Welcome to the Humanities Area of Learning Experience/IExplore curriculum. This area will inspire learners to grow their knowledge, wisdom and awaken a sense of wonder. This area of the ICurriculum encourages learners to engage with the most important issues facing humanity, social change, and will help to develop skills to interpret and articulate the past and present.
The Area encompasses geography; history; religion, values and ethics; business studies and social studies. These disciplines share many common themes, concepts and transferable skills, while having their own discrete body of knowledge and skills. Together they contribute to realising the four purposes of the curriculum.
Humanities is central to learners becoming ethical, informed citizens of Wales and the world. In contemporary and historical contexts, in their own localities and elsewhere in Wales, as well as in the wider world. It can also promote an understanding of how the people of Wales, its communities, history, culture, landscape, resources and industries, interrelate with the rest of the world. Humanities encourages learners to view the world with different lenses, which in turn helps promote an understanding of the ethnic and cultural diversity within Wales.
These experiences, in and outside the classroom, will help them become ambitious, capable learners, ready to learn throughout their lives. It is important that learners have opportunities to discuss and explore their personal perspectives on religious and non-religious worldviews, ethical challenges and social inclusion issues. Likewise, opportunities to explore the natural world, locally, within and beyond Wales, will help foster in them a sense of place and of well-being. These experiences will help develop learners’ resilience, build independence, and increase self-confidence and self-esteem. This will support the development of healthy, confident individuals, ready to lead fulfilling lives as valued members of society.

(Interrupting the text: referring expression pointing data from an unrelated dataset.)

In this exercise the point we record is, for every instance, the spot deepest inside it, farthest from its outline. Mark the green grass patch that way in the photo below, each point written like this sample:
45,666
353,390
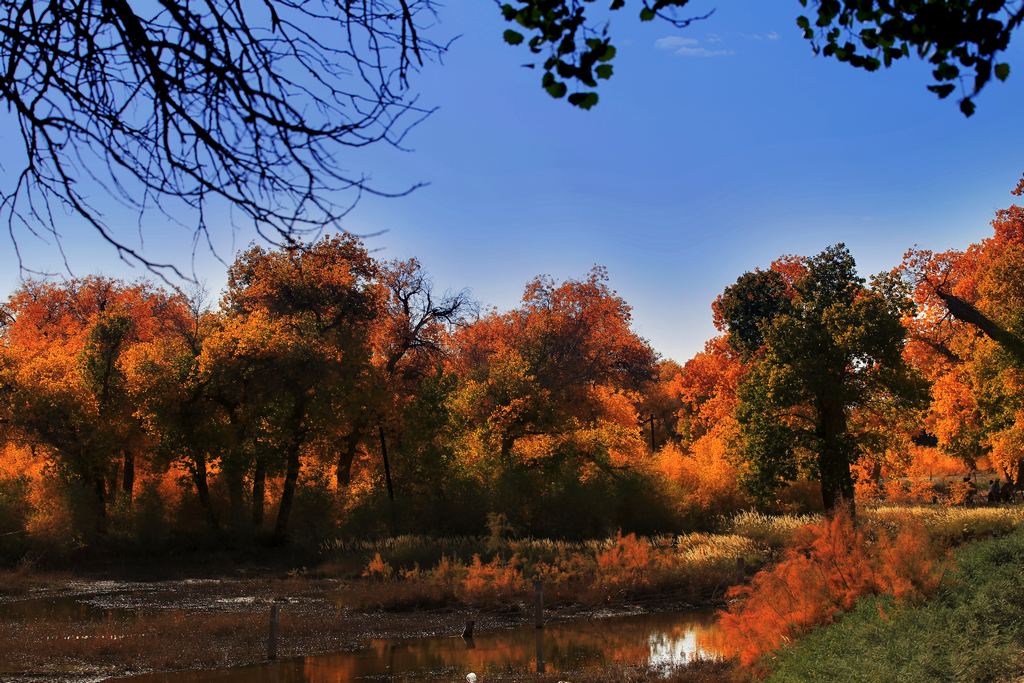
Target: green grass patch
972,631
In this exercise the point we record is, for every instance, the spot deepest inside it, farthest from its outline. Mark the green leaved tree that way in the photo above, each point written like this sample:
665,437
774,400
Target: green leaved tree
825,351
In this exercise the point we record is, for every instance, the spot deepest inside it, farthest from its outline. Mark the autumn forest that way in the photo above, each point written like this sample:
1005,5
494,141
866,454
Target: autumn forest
328,393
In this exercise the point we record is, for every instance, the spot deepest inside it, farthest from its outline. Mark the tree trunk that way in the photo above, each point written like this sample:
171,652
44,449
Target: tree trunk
834,458
128,478
236,496
203,492
99,491
259,493
291,471
346,455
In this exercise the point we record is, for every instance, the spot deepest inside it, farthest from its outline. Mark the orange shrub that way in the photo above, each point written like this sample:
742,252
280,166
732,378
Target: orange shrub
909,564
625,564
378,568
498,579
960,493
821,574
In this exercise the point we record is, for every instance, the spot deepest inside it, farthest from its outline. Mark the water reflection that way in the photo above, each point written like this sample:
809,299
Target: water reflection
663,640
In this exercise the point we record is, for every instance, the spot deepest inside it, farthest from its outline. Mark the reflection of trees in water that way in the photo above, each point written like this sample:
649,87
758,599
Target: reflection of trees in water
662,640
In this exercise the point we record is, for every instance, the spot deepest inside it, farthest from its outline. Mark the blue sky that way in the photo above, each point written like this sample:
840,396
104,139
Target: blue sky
715,150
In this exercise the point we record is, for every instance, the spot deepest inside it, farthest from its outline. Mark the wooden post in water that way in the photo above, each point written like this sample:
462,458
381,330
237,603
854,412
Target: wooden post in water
539,604
271,641
540,650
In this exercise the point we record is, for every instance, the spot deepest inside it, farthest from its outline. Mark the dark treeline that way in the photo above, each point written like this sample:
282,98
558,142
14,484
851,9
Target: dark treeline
329,393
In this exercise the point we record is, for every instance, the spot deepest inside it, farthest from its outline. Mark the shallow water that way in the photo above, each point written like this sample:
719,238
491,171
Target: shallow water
664,640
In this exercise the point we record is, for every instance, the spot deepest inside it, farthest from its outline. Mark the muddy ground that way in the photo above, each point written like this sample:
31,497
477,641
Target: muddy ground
67,629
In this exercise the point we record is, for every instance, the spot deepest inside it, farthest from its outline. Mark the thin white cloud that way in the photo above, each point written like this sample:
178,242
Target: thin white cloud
702,52
675,42
771,35
690,47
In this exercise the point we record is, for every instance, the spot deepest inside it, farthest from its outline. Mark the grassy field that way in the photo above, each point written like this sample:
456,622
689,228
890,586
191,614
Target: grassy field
972,631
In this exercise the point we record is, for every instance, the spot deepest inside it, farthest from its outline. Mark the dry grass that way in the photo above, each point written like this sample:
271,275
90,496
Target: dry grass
695,567
697,672
771,530
951,526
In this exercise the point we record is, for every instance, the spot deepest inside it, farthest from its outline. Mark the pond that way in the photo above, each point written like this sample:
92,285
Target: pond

The theme for year 7 is ‘Pride and Prejudice’. In the autumn term, learners are challenged with ‘big questions’-How does humanities shape us? What matters in history, geography, social/business studies and religion, values and ethics (RVE)? These thought provoking questions introduce learners to key concepts, terms and ideas within the study of history and geography, also the core principles of religion as a whole. Learners focus on why they should be proud to be an ethically informed citizen. Learners showcase their knowledge, skills and experiences to independently answer the question-’How does my life compare with the life of someone else in the world?’
In the spring term, learners are posed the question-’What are the dangers of not being an ethically informed citizen?’ This links to the theme and challenges learners to think critically, discuss and and present their views on ‘What is prejudice and discrimination? In contemporary and historical contexts and Wales and the World. Learners have the opportunity to investigate what slavery, immigration (Wles), rich/poor, business and religion teach us about prejudice? Learners are introduced to religion, values and ethics focusing on the idea that many beliefs we may have about religion are based around stereotypes/misconceptions. Learners showcase their knowledge, skills and experiences to independently answer the question-’Why is it important to be an ethically informed citizen?

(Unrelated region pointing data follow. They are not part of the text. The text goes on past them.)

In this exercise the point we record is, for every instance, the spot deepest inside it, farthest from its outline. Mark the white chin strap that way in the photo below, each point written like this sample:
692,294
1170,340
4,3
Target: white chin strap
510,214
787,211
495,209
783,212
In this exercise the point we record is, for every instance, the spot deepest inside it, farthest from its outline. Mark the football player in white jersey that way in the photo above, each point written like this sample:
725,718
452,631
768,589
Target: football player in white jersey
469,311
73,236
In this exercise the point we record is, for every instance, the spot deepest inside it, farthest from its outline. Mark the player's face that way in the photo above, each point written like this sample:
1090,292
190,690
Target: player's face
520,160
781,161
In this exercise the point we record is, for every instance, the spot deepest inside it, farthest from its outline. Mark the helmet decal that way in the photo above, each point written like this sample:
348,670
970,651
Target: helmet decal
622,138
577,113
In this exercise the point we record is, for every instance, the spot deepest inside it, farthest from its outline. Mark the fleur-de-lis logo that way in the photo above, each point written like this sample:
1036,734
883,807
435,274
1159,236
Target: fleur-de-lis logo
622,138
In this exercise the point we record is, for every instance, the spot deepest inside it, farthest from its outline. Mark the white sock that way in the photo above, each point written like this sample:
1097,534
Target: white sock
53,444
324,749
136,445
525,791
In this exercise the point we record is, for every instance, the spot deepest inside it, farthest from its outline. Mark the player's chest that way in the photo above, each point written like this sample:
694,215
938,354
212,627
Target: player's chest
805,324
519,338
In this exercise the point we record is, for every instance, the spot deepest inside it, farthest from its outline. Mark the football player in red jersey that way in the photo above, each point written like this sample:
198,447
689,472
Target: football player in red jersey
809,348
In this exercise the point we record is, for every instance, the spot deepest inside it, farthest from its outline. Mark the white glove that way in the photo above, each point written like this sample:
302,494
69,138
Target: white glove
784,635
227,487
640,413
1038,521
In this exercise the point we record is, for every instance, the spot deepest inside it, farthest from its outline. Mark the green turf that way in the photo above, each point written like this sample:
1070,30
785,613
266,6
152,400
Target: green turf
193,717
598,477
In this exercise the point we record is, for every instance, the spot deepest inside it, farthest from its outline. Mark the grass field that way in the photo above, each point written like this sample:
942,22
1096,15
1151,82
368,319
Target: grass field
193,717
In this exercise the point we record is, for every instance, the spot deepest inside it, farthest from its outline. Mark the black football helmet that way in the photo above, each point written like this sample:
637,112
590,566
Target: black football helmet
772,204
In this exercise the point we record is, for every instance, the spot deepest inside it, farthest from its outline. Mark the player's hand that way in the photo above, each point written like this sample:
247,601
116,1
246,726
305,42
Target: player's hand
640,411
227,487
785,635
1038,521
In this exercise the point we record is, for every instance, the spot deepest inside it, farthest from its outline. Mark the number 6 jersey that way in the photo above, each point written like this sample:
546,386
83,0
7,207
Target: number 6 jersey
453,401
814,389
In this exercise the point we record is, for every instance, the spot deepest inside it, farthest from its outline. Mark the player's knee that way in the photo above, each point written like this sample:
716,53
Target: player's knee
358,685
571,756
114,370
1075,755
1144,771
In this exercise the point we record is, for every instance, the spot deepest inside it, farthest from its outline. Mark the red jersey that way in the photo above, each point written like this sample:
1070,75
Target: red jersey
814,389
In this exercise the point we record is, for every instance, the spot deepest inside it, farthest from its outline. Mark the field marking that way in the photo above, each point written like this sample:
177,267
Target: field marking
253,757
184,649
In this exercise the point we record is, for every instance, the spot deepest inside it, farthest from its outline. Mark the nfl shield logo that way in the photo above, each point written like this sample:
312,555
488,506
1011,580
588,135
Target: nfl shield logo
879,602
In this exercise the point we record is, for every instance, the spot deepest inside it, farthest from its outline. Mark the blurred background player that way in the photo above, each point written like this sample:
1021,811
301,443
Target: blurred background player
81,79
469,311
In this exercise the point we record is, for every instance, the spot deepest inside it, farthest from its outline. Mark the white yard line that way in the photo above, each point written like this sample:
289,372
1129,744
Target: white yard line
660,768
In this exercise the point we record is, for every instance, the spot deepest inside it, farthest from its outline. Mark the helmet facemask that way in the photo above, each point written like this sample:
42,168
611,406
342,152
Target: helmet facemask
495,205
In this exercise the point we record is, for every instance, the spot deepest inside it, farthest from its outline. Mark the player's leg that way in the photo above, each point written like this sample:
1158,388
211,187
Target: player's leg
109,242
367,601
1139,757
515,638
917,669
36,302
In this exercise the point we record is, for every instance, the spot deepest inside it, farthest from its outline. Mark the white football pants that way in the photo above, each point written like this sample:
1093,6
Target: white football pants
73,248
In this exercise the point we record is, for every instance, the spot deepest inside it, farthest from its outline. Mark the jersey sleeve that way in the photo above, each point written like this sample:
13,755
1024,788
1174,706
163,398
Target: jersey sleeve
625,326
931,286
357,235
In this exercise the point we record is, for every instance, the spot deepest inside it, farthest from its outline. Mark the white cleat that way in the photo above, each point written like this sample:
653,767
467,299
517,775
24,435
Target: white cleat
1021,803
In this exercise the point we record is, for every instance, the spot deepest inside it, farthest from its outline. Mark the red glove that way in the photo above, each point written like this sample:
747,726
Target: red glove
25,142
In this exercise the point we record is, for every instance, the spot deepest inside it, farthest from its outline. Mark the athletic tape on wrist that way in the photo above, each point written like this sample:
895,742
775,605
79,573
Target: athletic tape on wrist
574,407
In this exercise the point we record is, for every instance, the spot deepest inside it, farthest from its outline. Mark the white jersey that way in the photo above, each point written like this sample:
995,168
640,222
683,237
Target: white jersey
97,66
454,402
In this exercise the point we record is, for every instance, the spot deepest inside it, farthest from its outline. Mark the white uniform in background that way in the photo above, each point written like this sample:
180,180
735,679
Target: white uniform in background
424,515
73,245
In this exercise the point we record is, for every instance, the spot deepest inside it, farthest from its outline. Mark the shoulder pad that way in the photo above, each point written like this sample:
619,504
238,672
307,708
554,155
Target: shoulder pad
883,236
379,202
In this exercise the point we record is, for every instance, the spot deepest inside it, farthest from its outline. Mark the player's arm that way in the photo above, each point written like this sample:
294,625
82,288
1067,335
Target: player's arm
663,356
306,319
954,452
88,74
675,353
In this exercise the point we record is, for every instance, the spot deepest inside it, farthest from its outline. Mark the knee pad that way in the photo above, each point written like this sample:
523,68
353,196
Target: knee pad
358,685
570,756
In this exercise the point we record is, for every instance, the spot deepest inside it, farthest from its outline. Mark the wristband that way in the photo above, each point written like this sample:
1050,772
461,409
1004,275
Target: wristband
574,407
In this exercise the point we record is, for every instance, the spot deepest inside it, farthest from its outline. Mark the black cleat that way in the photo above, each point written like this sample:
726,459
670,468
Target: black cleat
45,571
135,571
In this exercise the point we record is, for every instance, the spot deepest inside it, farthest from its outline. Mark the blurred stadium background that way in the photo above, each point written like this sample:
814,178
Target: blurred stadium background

In the summer term, learners think about how their choices are influenced by pride and prejudice. They look at how the Welsh Government has developed over time. Links are made with the Languages AoLE/ICommunicate focusing on the changes in the Welsh language. Discussions on democracy and the ability to vote at age 16, gives students opportunities to develop their understanding of democracy in real contexts that are relevant to them. Learners then look at flags from around the world. This links to the Welsh context and investigates the story behind the Welsh flag. Learners use their knowledge, understanding of humanities to design a flag that represents Wales today.
This term learners will explore the changing roles of women in society. Firstly, learners will examine how the role of women changed around the time of World War One and evaluate the sacrifices both men and women made. In addition, learners will discover how women are traditionally portrayed in religious texts and debate the extent to which these ideas have evolved. Finally, learners will consider how the role of women within business and society as a whole has changed over time.